With respect to incremental production of ellipsis, we present results
from four different corpus studies. After an account of our data
extraction method, we will present a detailed overview of the incidence
of four types of clausal coordinate ellipsis in the spoken and written
treebanks in Dutch (ALPINO and CGN 2.0) and German (TIGER and
VERBMOBIL). Based on the deviating numbers for the individual CCE types,
we propose a theoretical explanation of the data pattern based on the
assumption that during spontaneous speaking the scope (“window”) of
online grammatical planning is basically restricted to one (finite)
clause. In producing clausal coordinations, checking the possibility of
“forward” ellipsis (Gapping, Forward Conjunction Reduction) requires
comparison of form and meaning of two adjacent clauses. As this
overtaxes the online planning scope of the sentence production system,
speakers prefer to plan the form of second or later conjoined clauses in
isolation, that is, without taking the shape of preceding clauses into
account and thereby eliminating elliptical options. RNR, the “backward”

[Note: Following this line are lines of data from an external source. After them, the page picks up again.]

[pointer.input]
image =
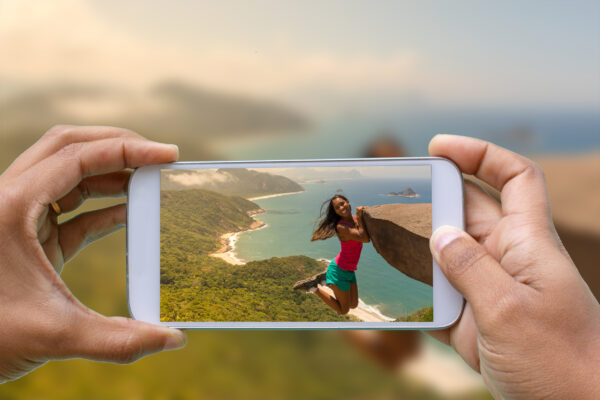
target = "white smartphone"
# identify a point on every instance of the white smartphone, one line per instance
(297, 244)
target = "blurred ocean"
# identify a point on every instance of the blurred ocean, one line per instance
(525, 132)
(290, 221)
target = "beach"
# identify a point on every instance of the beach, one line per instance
(363, 312)
(229, 239)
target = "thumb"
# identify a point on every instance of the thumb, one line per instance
(470, 268)
(123, 340)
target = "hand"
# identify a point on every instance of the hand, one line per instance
(531, 326)
(41, 320)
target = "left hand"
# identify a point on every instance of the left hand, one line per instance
(41, 319)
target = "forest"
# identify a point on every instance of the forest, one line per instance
(197, 287)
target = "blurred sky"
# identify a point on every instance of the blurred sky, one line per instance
(320, 57)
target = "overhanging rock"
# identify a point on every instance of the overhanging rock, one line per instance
(400, 233)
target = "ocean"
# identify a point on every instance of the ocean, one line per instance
(290, 221)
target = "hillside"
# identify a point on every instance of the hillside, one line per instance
(229, 181)
(197, 287)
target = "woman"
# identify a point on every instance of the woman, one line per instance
(340, 276)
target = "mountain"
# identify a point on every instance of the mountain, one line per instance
(229, 181)
(171, 112)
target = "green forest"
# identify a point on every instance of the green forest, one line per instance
(197, 287)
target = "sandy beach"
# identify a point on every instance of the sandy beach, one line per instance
(273, 195)
(364, 312)
(229, 239)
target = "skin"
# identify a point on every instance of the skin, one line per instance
(343, 301)
(530, 325)
(40, 319)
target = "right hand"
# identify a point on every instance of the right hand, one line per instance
(531, 325)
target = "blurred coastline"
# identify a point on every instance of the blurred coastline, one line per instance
(262, 83)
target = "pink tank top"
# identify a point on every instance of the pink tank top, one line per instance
(349, 255)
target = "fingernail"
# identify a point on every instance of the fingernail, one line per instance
(175, 340)
(443, 236)
(169, 146)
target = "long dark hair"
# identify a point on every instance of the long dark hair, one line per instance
(329, 219)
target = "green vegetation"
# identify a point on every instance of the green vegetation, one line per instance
(422, 315)
(212, 290)
(197, 287)
(191, 222)
(233, 182)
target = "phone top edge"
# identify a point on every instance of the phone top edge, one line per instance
(303, 160)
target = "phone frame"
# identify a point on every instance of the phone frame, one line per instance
(143, 241)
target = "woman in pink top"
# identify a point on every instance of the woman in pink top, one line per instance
(340, 277)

versions of coordinate ellipsis, is more severely affected in spoken
language because it requires the simultaneous presence within the
planning window of (nearly) two complete clauses. Indeed, whilst RNR is
readily observable in written texts, in spoken language it is a rare
phenomenon manifesting itself only in very short clauses.